Page:Leconte de Lisle - Poèmes barbares.djvu/157

Le texte de cette page a été corrigé et est conforme au fac-similé.
147
DJIHAN-ARÂ.


Le vieux Djihan t’aimait, ô perle de sa race !
Il se réjouissait de ta douce beauté ;
Toi seule souriais dans son cœur attristé,
Quand il voyait de loin méditer, tête basse,
Le pâle Aurang-Ceyb, cet enfant redouté.

— Parle ! Te disait-il, ô ma fleur, ô ma joie !
Veux-tu d’autres jardins ? Veux-tu d’autres palais ?
De plus riches colliers, de plus beaux bracelets,
Ou le trône des Paons qui dans l’ombre flamboie ?
Fille de mon amour, tous tes rêves, dis-les.

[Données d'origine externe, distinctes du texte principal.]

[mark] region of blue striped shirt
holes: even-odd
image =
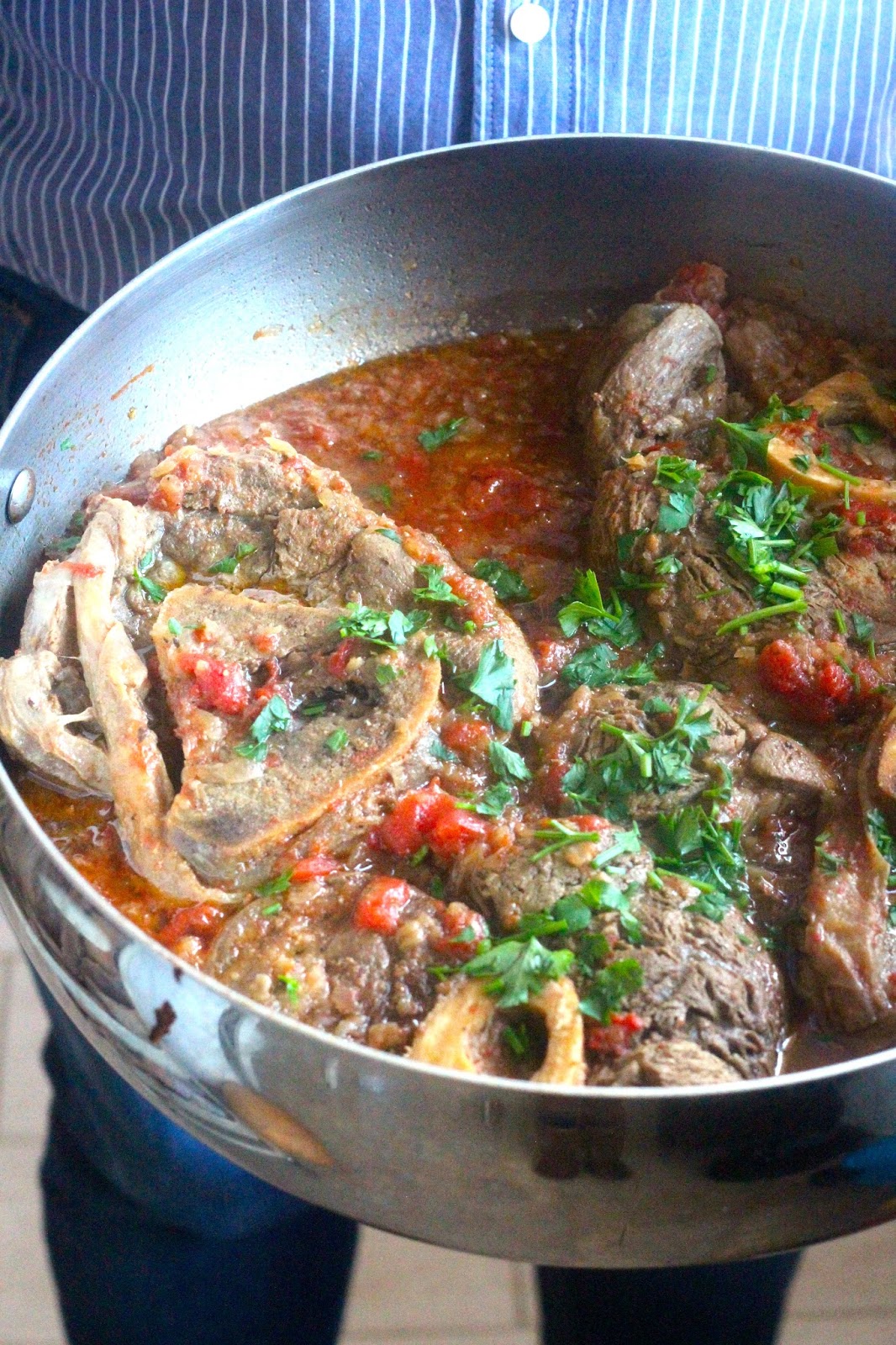
[[[570,130],[896,176],[895,0],[0,0],[0,265],[93,308],[355,164]],[[523,0],[525,3],[525,0]]]

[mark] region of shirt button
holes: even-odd
[[[550,15],[544,5],[523,0],[510,16],[510,31],[519,42],[533,47],[550,32]]]

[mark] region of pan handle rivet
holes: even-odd
[[[9,487],[9,494],[7,495],[7,518],[11,523],[20,523],[22,519],[31,511],[36,484],[35,475],[30,467],[23,467],[22,471],[16,473],[16,479]]]

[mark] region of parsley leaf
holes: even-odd
[[[472,572],[494,589],[499,603],[531,603],[531,593],[522,576],[503,561],[476,561]]]
[[[457,683],[479,701],[491,706],[491,717],[499,729],[510,732],[514,725],[514,690],[517,672],[513,659],[505,654],[503,640],[492,640],[479,655],[475,672],[457,677]]]
[[[671,713],[665,701],[647,701],[647,713]],[[601,757],[578,757],[560,781],[564,794],[581,812],[603,812],[612,820],[628,816],[635,794],[669,794],[690,784],[694,752],[713,737],[712,716],[700,701],[679,697],[670,729],[661,734],[620,729],[604,724],[603,732],[619,738],[619,746]]]
[[[366,640],[367,644],[377,644],[383,650],[394,650],[405,644],[410,635],[416,635],[428,621],[425,612],[378,612],[375,608],[365,607],[363,603],[348,603],[346,616],[335,621],[332,629],[338,631],[343,640]]]
[[[214,565],[209,566],[209,574],[233,574],[239,565],[239,561],[245,561],[248,555],[254,555],[258,550],[252,542],[239,542],[237,550],[233,555],[225,555],[222,561],[215,561]]]
[[[457,597],[451,584],[445,580],[444,565],[418,565],[417,569],[426,581],[425,588],[414,589],[418,603],[457,603],[465,607],[465,599]]]
[[[700,804],[657,819],[658,866],[698,888],[689,909],[709,920],[721,920],[732,902],[744,907],[749,898],[741,831],[740,819],[718,822],[714,810],[706,812]]]
[[[151,580],[147,574],[147,570],[151,570],[155,564],[155,551],[147,551],[145,555],[141,555],[133,568],[133,581],[137,588],[143,589],[152,603],[164,603],[168,596],[168,590],[163,589],[161,584],[156,584],[156,581]]]
[[[821,831],[815,839],[815,863],[818,865],[819,873],[833,874],[839,873],[844,868],[844,859],[838,854],[833,854],[827,849],[827,842],[830,835],[827,831]],[[877,845],[877,842],[874,842]],[[879,846],[880,849],[880,846]]]
[[[484,944],[484,947],[483,947]],[[499,1009],[525,1005],[548,981],[565,976],[573,963],[569,948],[552,952],[535,937],[483,940],[480,952],[464,963],[467,976],[486,981],[484,990],[498,1001]]]
[[[619,655],[608,644],[592,644],[573,654],[560,675],[569,686],[646,686],[655,679],[654,660],[662,654],[662,644],[654,644],[643,659],[620,668]]]
[[[588,845],[605,841],[604,831],[580,831],[578,827],[572,826],[569,822],[564,822],[561,818],[550,818],[544,827],[533,833],[537,841],[548,841],[546,846],[533,854],[530,863],[538,863],[546,854],[554,854],[557,850],[565,850],[570,845]],[[600,850],[599,854],[591,861],[592,869],[604,869],[612,859],[618,859],[620,854],[638,854],[640,850],[640,833],[636,826],[632,826],[630,831],[619,831],[616,839],[607,846],[605,850]]]
[[[281,695],[272,695],[249,725],[249,737],[238,742],[234,752],[250,761],[264,761],[268,756],[268,738],[273,733],[285,733],[291,725],[289,706]]]
[[[615,911],[619,916],[619,928],[630,943],[639,944],[643,940],[640,920],[631,909],[631,893],[623,892],[608,878],[589,878],[580,892],[581,900],[589,911]]]
[[[657,515],[658,533],[681,533],[687,527],[702,475],[702,468],[689,457],[658,459],[654,484],[669,492]]]
[[[258,897],[278,897],[281,892],[289,890],[289,884],[292,882],[292,869],[287,869],[284,873],[278,873],[274,878],[269,878],[268,882],[260,882],[256,888],[256,896]],[[266,911],[264,912],[268,913]]]
[[[498,784],[490,784],[483,791],[482,798],[474,804],[474,812],[479,812],[483,818],[499,818],[507,804],[513,803],[515,798],[514,790],[506,781],[502,780]]]
[[[608,1024],[627,995],[634,994],[644,983],[644,972],[636,958],[622,958],[595,975],[578,1007],[588,1018]]]
[[[453,420],[445,421],[444,425],[436,425],[435,429],[424,429],[417,434],[417,443],[424,453],[435,453],[437,448],[441,448],[443,444],[455,437],[465,421],[465,416],[455,416]]]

As-tu vu, soulevant ta fraîche persienne,
Un jeune et fier radjah d’Aoud ou du Népâl,
À travers la Djemma poussant son noir cheval,
Forcer sous les manguiers quelque cerf hors d’haleine ?
L’amour est-il entré dans ton cœur virginal ?

Parle ! Il est ton époux, si telle est ton envie.
Mohammed ! Mes trois fils, la main sur leur poignard,
Tremblent, si je ne meurs, de commander trop tard ;
Mais toi qui m’es restée, ô charme de ma vie,
C’est toi que bénira mon suprême regard ! —

Vierge, tu caressais alors, silencieuse,
Le front du vieux Djihan qui se courbait plus bas ;
De tes secrets désirs tu ne lui parlais pas,
Mais ressentant au cœur ton étreinte pieuse,
Ton père consolé souriait dans tes bras.